Dos de la tarde: ya no hay boletos para ninguna función en Cinépolis Morelia Centro. Por la mañana, antes de las 7:30, la fila para adquirir boletos era considerable. Los visitantes y habitantes de Morelia ya conocen los alcances de este monstruo y saben que es mejor tener su planificación antes de las 12 del día.
La primera en agotarse: Loveless, de Andrey Zvyagintsev, uno de los highliners del festival al ser una de las grandes favoritas a la Palma de Oro en Cannes de este año. En su lugar, Rostros y lugares, la más reciente película de Agnes Varda, reclamó un buen número de espectadores. El FICM iniciaba sus actividades con la presentación del primer largometraje de ficción en competencia: Casa Caracol de Jean-Marc Rousseau, que dejó un agridulce sabor de boca.

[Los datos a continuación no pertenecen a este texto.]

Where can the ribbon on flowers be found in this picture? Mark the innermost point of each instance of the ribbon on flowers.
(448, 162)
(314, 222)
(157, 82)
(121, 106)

“Ya no hay boletos, ¿a qué vienen?”, un comentario común entre las personas, curiosos y espectadores, que rodeaban la alfombra roja montada frente al complejo de cine. Adentro, alejados de todo el glamur, Ernesto Contreras presentaba su película Sueño en otro idioma, ganadora del Premio del Público en el Festival de Cine de Sundance y que presenta con nostalgia la imposibilidad del amor en una sociedad opresiva.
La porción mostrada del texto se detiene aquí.